Y avait-il lieu de craindre le mauvais casting d'un pianiste usé, mais dont la réputation fait vendre des billets? Fallait-il s'attendre à la reconstruction informe de sa gloire et de son savoir passés? À la perte en direct de ses moyens? Pour le premier de trois concerts consécutifs donnés au Gesù en autant de soirs, Abdullah Ibrahim a éclipsé jeudi toutes ces appréhensions.

Seul au piano pendant une heure et quart, l'octogénaire a joué comme doivent le faire les grands musiciens au crépuscule de leur existence: à la vigueur, la puissance, la rapidité, la vivacité, il a préféré la délicatesse mélodique, la sagesse harmonique, la grâce du mouvement lent exécuté par ces vieux sages qu'on admire tant. Comme si le jeu devenait une sorte de tai-chi du clavier, l'occasion de disséquer le geste et d'en savourer la perfection.

Le pianiste sud-africain, il faut le rappeler, n'a jamais été un monstre de technique. Il a imposé le respect pour son immense musicalité, sa profondeur mélodico-harmonique, sa faculté de saisir l'émotion du moment et d'en être le médium pianistique. Pour ses facultés de créateur ici et maintenant. À son grand âge, il n'a qu'à adoucir ses propositions tout en maintenant alerte son esprit d'improvisateur. Et puisqu'Abdullah Ibrahim est un superbe conteur de sons et qu'il a toute sa tête, on n'a qu'à savourer son art, assagi et encore pertinent.

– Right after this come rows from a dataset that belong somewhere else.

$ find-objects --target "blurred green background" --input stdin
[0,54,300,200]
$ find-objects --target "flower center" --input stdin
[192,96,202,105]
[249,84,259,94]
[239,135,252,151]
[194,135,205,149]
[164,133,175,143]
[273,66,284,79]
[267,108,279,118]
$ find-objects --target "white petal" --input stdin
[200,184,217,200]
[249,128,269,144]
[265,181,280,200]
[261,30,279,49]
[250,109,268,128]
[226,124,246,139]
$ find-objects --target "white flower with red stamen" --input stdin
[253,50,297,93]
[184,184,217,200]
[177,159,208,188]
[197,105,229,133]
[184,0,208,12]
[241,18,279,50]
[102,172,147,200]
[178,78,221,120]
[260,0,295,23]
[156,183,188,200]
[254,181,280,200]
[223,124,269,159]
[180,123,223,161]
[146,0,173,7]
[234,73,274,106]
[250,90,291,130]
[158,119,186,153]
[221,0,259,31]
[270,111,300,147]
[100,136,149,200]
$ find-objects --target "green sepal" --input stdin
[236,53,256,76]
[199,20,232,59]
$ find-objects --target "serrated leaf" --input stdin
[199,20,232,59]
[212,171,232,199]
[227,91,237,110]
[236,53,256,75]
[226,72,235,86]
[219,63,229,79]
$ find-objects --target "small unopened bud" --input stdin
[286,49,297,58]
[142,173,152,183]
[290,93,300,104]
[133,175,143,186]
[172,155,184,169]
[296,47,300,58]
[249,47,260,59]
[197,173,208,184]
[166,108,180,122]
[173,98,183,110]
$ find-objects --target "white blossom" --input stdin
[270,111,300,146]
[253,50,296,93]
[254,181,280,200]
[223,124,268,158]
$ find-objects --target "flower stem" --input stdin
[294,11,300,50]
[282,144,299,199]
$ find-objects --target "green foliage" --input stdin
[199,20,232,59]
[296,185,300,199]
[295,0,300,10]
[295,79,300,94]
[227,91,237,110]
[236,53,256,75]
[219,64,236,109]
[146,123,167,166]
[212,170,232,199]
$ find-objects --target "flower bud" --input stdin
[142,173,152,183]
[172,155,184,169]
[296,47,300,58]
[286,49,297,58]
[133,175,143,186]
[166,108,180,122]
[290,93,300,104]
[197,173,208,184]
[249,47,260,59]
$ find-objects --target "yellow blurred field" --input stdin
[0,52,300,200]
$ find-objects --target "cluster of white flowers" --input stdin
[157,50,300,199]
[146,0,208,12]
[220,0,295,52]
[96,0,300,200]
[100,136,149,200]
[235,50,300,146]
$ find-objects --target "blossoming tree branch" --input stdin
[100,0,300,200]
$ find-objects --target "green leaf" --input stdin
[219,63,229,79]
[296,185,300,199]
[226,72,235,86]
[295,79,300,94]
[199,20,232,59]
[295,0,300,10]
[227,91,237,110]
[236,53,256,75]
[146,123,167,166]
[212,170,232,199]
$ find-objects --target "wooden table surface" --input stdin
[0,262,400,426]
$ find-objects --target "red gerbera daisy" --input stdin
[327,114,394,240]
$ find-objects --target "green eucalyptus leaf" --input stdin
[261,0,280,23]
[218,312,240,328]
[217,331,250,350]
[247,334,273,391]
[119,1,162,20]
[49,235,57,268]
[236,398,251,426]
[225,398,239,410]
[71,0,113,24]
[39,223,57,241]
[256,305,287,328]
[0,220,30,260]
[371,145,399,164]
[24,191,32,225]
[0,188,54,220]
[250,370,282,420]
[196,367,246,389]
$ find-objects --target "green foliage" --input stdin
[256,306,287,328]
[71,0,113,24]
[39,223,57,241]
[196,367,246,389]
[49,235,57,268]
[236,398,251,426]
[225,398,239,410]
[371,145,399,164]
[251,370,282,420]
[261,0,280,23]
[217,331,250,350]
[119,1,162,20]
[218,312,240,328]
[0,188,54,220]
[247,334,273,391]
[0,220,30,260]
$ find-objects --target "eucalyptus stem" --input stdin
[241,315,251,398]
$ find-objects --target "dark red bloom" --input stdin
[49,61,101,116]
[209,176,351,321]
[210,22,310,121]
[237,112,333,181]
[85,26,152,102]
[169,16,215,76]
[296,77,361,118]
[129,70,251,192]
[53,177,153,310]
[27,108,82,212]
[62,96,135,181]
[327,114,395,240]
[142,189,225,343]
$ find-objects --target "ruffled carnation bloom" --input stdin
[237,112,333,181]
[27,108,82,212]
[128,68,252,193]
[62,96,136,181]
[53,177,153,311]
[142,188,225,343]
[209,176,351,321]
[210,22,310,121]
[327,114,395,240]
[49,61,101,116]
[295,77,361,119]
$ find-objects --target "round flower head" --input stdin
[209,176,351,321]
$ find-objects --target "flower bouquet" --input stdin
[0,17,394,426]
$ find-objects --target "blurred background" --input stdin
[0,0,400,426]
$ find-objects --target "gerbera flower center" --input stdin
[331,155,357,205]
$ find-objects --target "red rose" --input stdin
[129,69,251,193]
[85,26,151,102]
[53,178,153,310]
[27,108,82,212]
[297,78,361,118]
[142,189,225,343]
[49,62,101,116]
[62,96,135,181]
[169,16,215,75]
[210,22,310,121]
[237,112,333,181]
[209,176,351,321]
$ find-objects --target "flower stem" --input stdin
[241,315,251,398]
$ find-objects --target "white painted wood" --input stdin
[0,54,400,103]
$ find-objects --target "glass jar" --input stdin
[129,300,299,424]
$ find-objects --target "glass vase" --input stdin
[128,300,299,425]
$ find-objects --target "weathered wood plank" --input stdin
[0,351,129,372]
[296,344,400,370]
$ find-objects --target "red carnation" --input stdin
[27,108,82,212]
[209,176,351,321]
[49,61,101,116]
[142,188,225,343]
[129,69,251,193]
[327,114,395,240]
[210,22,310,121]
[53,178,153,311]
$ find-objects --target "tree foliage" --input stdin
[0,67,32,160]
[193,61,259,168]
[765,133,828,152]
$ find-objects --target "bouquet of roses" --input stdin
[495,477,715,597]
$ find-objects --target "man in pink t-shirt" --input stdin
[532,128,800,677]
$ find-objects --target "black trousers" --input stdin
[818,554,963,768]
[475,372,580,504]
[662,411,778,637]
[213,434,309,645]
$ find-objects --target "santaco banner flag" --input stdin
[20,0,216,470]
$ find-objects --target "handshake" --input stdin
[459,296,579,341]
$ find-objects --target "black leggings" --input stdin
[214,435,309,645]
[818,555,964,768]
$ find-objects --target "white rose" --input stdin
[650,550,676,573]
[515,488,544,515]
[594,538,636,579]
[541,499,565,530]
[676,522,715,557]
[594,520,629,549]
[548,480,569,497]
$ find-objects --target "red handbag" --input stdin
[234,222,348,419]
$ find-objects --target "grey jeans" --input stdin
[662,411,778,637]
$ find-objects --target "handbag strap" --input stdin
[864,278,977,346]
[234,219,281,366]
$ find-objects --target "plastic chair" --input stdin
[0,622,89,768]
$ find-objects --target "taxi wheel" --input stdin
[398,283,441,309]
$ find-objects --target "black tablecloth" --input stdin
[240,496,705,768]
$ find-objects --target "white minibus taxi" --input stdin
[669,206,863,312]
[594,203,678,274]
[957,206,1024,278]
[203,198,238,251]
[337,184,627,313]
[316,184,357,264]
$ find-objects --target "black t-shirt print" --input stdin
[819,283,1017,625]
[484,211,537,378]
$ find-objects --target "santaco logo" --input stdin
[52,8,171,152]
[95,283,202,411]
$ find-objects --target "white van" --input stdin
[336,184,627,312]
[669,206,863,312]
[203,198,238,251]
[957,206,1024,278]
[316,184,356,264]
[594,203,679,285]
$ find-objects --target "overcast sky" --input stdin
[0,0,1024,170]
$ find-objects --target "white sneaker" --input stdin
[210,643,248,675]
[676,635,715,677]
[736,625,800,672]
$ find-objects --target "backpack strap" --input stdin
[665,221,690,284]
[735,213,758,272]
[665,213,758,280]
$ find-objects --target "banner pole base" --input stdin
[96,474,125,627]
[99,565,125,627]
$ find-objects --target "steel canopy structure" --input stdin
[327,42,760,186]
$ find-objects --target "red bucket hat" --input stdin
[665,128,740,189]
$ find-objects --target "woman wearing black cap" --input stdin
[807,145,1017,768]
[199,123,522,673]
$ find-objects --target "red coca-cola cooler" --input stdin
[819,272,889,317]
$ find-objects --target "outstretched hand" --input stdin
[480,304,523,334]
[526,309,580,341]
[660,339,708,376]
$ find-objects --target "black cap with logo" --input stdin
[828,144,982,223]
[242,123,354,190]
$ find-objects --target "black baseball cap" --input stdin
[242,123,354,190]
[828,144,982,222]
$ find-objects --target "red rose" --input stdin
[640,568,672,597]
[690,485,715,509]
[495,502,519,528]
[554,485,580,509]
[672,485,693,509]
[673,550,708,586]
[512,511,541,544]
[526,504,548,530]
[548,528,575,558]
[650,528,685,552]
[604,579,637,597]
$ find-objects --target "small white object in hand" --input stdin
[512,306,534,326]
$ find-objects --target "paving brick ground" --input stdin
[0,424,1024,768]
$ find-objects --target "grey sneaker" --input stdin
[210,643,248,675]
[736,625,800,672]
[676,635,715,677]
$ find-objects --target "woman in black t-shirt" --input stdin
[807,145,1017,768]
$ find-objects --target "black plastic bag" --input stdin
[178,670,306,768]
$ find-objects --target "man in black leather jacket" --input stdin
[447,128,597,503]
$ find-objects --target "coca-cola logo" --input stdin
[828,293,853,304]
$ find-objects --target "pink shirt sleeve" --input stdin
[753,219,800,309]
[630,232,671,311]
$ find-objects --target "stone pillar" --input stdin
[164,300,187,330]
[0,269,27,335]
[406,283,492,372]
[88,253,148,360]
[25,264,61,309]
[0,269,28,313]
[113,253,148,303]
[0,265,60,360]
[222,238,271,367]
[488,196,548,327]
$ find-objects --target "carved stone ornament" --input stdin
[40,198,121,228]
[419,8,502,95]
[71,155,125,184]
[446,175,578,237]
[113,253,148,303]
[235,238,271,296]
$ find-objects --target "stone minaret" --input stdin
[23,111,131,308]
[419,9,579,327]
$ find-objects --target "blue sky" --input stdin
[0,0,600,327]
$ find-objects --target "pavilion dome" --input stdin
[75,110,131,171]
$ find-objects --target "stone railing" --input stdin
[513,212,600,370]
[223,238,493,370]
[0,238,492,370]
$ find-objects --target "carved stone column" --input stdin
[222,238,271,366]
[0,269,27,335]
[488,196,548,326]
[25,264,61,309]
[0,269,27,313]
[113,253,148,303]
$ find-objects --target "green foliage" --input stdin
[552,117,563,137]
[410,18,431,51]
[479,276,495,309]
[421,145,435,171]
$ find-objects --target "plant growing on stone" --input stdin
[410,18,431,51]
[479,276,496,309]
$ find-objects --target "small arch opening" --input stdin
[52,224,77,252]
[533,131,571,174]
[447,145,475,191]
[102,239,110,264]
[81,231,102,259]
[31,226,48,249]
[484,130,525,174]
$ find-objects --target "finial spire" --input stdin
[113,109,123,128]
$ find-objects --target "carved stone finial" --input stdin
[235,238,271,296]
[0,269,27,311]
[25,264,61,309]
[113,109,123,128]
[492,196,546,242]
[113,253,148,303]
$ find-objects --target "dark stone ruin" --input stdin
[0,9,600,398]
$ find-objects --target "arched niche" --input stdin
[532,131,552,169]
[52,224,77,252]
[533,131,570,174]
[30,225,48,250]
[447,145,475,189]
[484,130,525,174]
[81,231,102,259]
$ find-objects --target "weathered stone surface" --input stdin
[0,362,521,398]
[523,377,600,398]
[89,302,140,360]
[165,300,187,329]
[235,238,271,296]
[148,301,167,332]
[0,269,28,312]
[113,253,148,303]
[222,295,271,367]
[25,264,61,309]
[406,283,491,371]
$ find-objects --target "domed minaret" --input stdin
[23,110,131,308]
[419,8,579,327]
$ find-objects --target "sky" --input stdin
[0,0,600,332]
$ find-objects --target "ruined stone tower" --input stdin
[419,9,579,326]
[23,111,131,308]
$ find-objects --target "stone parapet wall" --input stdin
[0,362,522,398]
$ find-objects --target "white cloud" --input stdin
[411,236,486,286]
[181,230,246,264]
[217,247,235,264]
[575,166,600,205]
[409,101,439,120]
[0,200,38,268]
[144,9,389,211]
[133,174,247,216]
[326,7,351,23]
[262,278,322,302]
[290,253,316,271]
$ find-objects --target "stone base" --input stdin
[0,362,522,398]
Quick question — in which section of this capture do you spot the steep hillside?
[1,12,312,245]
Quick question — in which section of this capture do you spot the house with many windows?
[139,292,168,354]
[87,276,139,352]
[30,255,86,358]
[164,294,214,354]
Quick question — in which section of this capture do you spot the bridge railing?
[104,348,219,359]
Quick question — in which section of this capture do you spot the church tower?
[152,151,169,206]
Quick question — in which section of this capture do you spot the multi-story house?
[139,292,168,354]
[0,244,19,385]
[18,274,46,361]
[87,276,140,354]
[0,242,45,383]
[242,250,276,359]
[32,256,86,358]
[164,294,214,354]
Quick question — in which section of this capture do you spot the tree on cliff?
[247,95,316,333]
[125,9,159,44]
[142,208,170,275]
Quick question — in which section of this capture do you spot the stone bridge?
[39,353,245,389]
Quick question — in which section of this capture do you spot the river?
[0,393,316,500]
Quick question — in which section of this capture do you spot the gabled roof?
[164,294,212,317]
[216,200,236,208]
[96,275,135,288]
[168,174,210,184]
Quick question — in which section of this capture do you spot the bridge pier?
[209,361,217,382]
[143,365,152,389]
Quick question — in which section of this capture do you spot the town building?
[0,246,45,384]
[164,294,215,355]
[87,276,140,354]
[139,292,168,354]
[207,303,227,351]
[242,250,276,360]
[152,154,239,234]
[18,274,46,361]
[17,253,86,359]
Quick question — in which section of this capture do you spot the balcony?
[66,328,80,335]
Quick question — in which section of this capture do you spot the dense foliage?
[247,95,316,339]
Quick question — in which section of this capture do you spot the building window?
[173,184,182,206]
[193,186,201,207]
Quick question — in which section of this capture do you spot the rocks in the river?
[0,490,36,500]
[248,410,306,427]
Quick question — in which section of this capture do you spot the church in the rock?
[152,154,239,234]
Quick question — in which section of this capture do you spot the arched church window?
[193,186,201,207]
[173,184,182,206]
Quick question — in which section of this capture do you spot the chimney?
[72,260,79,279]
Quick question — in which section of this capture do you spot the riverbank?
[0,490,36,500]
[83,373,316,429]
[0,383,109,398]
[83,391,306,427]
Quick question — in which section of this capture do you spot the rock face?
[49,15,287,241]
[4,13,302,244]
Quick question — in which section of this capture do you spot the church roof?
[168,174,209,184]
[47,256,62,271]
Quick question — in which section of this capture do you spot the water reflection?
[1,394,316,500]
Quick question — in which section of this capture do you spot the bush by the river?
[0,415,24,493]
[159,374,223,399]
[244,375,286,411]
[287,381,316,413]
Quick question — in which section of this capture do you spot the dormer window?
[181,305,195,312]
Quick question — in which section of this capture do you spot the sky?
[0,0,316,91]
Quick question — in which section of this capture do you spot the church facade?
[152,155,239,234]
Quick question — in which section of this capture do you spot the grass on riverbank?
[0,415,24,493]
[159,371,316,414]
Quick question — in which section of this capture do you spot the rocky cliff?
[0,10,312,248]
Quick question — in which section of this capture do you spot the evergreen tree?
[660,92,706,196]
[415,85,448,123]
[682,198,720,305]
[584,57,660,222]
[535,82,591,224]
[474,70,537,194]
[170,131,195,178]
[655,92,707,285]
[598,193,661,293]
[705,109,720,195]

La musique religieuse chrétienne (gospel) et les patrimoines ancestraux de sa contrée natale (zoulu, shangaan, xhosa)  furent sa porte d'entrée au jazz et au blues afro-américains dont il a saisi l'esprit très jeune et contribué à en façonner une magnifique variante d'Afrique australe. Six décennies ont passé, Abdullah Ibrahim est depuis longtemps une figure emblématique de l'Afrique moderne, mais aussi un pionnier ayant amorcé cette transition entre musique populaire et musiques savantes. Parmi les premiers musiciens éduqués à l'occidentale, il a vécu l'exil en Europe et en Amérique, il a joué avec de grands musiciens africains, américains, européens, combattu l'apartheid et en a célébré la chute.

Tout ça rejaillit dans sa musique. Simple, épurée, légèrement rocailleuse, assortie d'effets percussifs et de judicieuses dissonances. À 80 ans, Abdullah Ibrahim est un homme encore inspiré.